Component	Current State	Recommended State	Reason
Sync Logic	LWW + Client Clocks	CRDT / OT + Server Seq IDs	Prevents data loss on concurrent edits.
Inter-Server	Polling DB (2s)	Redis Pub/Sub	Reduces DB load; improves latency to <100ms.
DB Writes	Immediate PG Write	Buffer / Event Log	Prevents DB I/O saturation.
Storage	HTML Snapshots	Operation Logs + Snapshots	Enables history/undo and efficient merging.
Auth	LocalStorage JWT	HttpOnly Cookies + Refresh	Prevents XSS token theft; allows revocation.
CDN	Caches API	Cache Static Only	Prevents stale document data.
LB	Round-Robin	Sticky Sessions / Gateway	Maintains WebSocket connection state.

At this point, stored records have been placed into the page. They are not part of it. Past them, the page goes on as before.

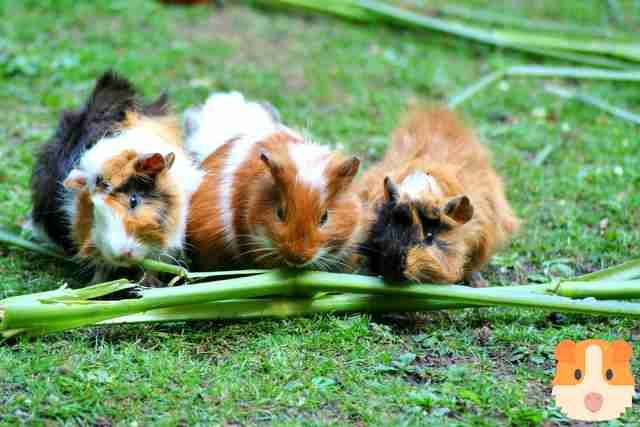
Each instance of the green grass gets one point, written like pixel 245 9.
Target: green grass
pixel 348 84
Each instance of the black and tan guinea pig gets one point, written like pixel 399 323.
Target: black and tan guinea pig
pixel 113 184
pixel 270 197
pixel 438 210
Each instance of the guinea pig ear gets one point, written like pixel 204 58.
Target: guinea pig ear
pixel 621 351
pixel 153 164
pixel 76 180
pixel 459 209
pixel 391 192
pixel 348 169
pixel 566 351
pixel 274 166
pixel 341 174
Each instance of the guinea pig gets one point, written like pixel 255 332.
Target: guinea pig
pixel 113 185
pixel 270 198
pixel 593 380
pixel 438 209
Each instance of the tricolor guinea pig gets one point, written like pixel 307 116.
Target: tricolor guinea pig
pixel 593 380
pixel 114 183
pixel 438 208
pixel 270 197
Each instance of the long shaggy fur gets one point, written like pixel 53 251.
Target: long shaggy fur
pixel 78 131
pixel 448 214
pixel 269 198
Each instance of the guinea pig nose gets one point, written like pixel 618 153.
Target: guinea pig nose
pixel 296 259
pixel 593 401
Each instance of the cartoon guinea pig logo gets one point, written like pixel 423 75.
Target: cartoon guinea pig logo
pixel 593 379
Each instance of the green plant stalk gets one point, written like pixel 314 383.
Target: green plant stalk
pixel 14 240
pixel 542 71
pixel 525 23
pixel 511 39
pixel 67 311
pixel 595 102
pixel 625 271
pixel 581 58
pixel 284 307
pixel 335 282
pixel 471 90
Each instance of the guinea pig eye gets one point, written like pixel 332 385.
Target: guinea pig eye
pixel 133 201
pixel 101 183
pixel 324 218
pixel 429 238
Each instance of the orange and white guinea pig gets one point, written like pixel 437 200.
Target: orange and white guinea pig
pixel 270 197
pixel 439 208
pixel 113 185
pixel 593 380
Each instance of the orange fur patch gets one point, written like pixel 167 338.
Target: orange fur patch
pixel 257 193
pixel 437 143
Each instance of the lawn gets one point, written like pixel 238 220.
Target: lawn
pixel 348 84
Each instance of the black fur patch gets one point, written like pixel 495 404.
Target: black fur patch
pixel 78 131
pixel 145 188
pixel 392 236
pixel 389 241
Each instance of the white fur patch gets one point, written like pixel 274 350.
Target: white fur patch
pixel 185 175
pixel 311 161
pixel 238 154
pixel 417 183
pixel 109 235
pixel 223 117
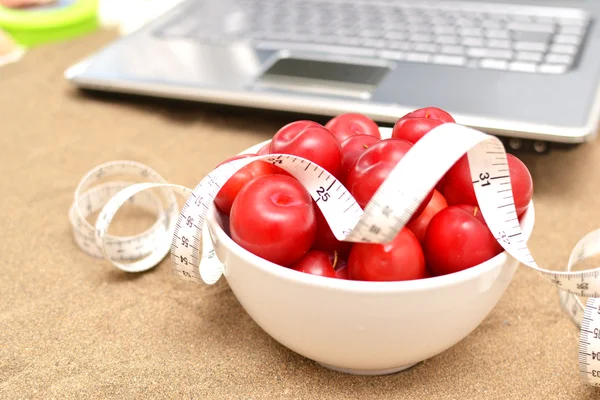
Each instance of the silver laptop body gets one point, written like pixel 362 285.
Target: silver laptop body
pixel 524 70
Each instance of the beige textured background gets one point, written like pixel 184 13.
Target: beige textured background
pixel 75 327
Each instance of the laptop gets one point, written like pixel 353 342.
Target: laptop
pixel 525 70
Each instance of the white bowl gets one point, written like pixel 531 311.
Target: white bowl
pixel 368 328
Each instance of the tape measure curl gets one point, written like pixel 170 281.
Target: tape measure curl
pixel 385 215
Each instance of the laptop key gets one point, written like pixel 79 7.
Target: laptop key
pixel 497 34
pixel 530 46
pixel 449 60
pixel 521 66
pixel 480 52
pixel 499 43
pixel 447 39
pixel 530 27
pixel 524 36
pixel 490 63
pixel 375 43
pixel 530 56
pixel 396 35
pixel 348 40
pixel 425 47
pixel 577 30
pixel 553 68
pixel 450 49
pixel 563 49
pixel 400 46
pixel 472 41
pixel 567 39
pixel 418 57
pixel 559 59
pixel 392 55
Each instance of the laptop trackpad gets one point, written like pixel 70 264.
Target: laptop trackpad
pixel 319 76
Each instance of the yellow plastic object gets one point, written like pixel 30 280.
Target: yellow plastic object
pixel 62 20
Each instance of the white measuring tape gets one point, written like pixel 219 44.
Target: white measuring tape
pixel 180 231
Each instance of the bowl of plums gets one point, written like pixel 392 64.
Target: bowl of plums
pixel 354 307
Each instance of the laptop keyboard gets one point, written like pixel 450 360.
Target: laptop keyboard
pixel 523 39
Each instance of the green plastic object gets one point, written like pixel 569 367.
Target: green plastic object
pixel 63 20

Critical "Showstopper" Risks

If you deploy the architecture exactly as described:

1. Users will lose text when editing the same paragraph simultaneously (LWW + Client Clocks).
2. Collaboration will feel broken because users on different servers will see edits with 2+ second delays (Polling).
3. Security will be compromised if a single XSS vulnerability exists (LocalStorage JWT).
4. Users will see stale data due to CDN caching API responses.

Recommendation: Prioritize fixing the Sync Strategy (CRDT/OT) and the Inter-Server Communication (Redis Pub/Sub) immediately, as these directly impact the core value proposition of the product.